What does science reveal about the invisible link between the brain and the muscles?
A study shows that the brain continuously adjusts how it coordinates with the body, alternating between rhythms that support speed and rhythms that support precision, depending on the demands of the moment.
Published Mar 2, 2026
Responding quickly to something we see, such as braking when a car appears or grabbing an object that is falling, seems simple, but it requires extremely fine‑tuned coordination between the brain and the muscles. This coordination does not depend solely on sending “commands” to the muscles: it involves electrical rhythms in the brain that oscillate regularly and that, when they synchronise with muscle activity, can lead to faster or more accurate responses. To understand this process, a team led by Alice Tomassini studied the link between brain activity recorded via EEG and the force applied by the hand while participants tracked a moving target and reacted to unexpected changes in its trajectory.
The results showed that the brain uses two different rhythms to support two essential abilities: alpha rhythm – when the brain and the muscle oscillated in greater synchrony in this band, participants responded faster after the visual perturbation; beta rhythm – when this synchronization was stronger in this band, responses were more accurate and efficient, increasing the likelihood of achieving the goal and obtaining reward.
At an even finer level, the researchers found that performance improved when both signals oscillated at a phase considered “ideal,” suggesting that it is not only the strength of the oscillations that matters, but also how the brain and muscle “align” in time. These effects remained even after controlling for factors such as attention, applied force, or general variations in brain activity, reinforcing that the temporal synchronisation between brain and muscle plays its own autonomous role in motor control.
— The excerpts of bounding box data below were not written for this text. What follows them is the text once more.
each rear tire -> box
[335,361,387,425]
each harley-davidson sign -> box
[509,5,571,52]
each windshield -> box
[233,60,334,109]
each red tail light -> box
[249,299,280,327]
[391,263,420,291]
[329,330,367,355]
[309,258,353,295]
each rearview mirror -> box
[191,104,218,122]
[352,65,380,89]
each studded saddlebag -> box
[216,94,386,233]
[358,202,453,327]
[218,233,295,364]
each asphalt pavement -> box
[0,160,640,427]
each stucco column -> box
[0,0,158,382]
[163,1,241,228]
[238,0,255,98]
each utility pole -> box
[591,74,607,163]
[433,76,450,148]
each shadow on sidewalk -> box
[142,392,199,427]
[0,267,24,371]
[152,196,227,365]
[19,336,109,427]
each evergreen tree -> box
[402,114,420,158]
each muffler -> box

Overall, the study shows that the brain continuously adjusts how it coordinates with the body, alternating between rhythms that support speed and rhythms that support precision, depending on the demands of the moment. Understanding these mechanisms may inspire new approaches in motor rehabilitation, faster brain‑machine interfaces, and robotic systems that react in a more human‑like way. This study was published in the scientific journal Journal of Neuroscience, in the article Alpha and beta cortico-motor phase dynamics shape visuomotor control on a single-trial basis, as a part of research project 246/20 - The hidden rhythm of interpersonal (sub-)movement coordination, supported by the Bial Foundation.
Abstract
A central question in sensorimotor neuroscience is how sensory inputs are mapped onto motor outputs to enable swift and accurate responses, even in the face of unexpected environmental changes. In this study, we leverage cortico-motor coherence as a window into the dynamics of sensorimotor loops and explore how it relates to online visuomotor control. We recorded brain activity using electroencephalography (EEG) while human participants (of either sex) performed an isometric tracking task involving transient, unpredictable visual perturbations. Our results show that coherence between cortical activity and motor output (force) in the alpha band (8-13 Hz) is associated with faster motor responses, while beta-band coherence (18-30 Hz) promotes more accurate control, in turn linked to a higher likelihood of obtaining rewards. Both effects are most pronounced near the onset of the perturbation, underscoring the predictive value of cortico-motor coherence for sensorimotor performance. Single-trial analyses further reveal that deviations from the preferred cortico-motor phase relationship are associated with longer reaction times and larger errors, and these phase effects are independent of power effects. Thus, beta-band coherence may reflect a cautious, reward-efficient control strategy, while alpha-band coherence enables quicker, though not necessarily efficient, motor responses, indicating a complementary, reactive control mode. These results highlight the finely tuned nature of sensorimotor control, where different aspects of sensory-to-motor transformations are governed by frequency-specific neural synchronization on a moment-to-moment basis. By linking neural dynamics to motor output, this study sheds light on the spectrotemporal organization of sensorimotor networks and their distinct contribution to goal-directed behavior.